329> Santhāra. Mp menjelaskan ini seolah-olah bermakna “sebuah penutup” atau “penghamparan,” seperti pada konteks tertentu: “Menutupi dengan benda-benda materi adalah menghamparkan menutupi [ruang] antara diri sendiri dengan orang lain dengan empat benda kebutuhan.” Akan tetapi, lebih tepat jika santhāra di sini nyaris bersinonim dengan paṭisanthāra, yang muncul dalam sutta berikutnya. Sebenarnya, Mp mengatakan bahwa perbedaan antara kedua kata ini hanyalah pada awalannya saja.

330> Ātitheyyāni. Mp mengemas sebagai āgantukadānāni, “pemberian kepada seorang tamu.”

331> Mp: “Kemahiran dalam [memasuki] pencapaian meditatif (samāpattikusalatā) adalah kecakapan dalam memasuki pencapaian setelah seseorang memahami kecocokan dalam hal makanan dan cuaca. Kemahiran dalam keluar dari pencapaian meditatif (samāpattivuṭṭhānakusalatā) adalah keahlian dalam keluar pada saat yang telah ditentukan.

332> Di sini saya mengikuti Ce dan Ee, yang menghitung masing-masing dari lima pasang sebagai sutta terpisah; Be menghitung masing-masing kelompok sebagai satu sutta.

333> Be dan Ce menghitung sutta-sutta berikut ini sebagai vagga terpisah, tetapi Ee memperlakukannya sebagai kelanjutan dari vagga XVI.

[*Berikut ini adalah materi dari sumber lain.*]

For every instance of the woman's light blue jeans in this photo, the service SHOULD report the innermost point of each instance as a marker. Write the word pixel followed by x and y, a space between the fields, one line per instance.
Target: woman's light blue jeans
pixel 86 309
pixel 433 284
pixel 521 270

334> Sekali lagi, saya mengikuti Ce dan Ee dalam menghitung tiap-tiap pasang kualitas tidak bermanfaat (dan di bawahnya, yang bermanfaat) dalam vagga ini sebagai sutta terpisah, sedangkan Be menghitung tiap-tiap kelompok kualitas tidak bermanfaat dan bermanfaat sebagai satu sutta.

335> Ee menghitung ini sebagai vagga XVII dan menamainya “Alasan-alasan” (atthavasa). Be juga memperlakukannya sebagai vagga tersendiri, tetapi Ce menganggapnya sebagai sub bab dari vagga XVII.

336> Ee menghitung sepuluh sutta di sini, tetapi saya mengikuti Be dan Ee menggabungkannya menjadi satu.

337> Apa yang ada di sini adalah semua peraturan disiplin yang ditetapkan dalam Vinaya Piṭaka.

338> Ee memperlakukan ini sebagai kelanjutan dari vagga XVII, Ce dan Be sebagai vagga tersendiri tetapi tanpa nomor.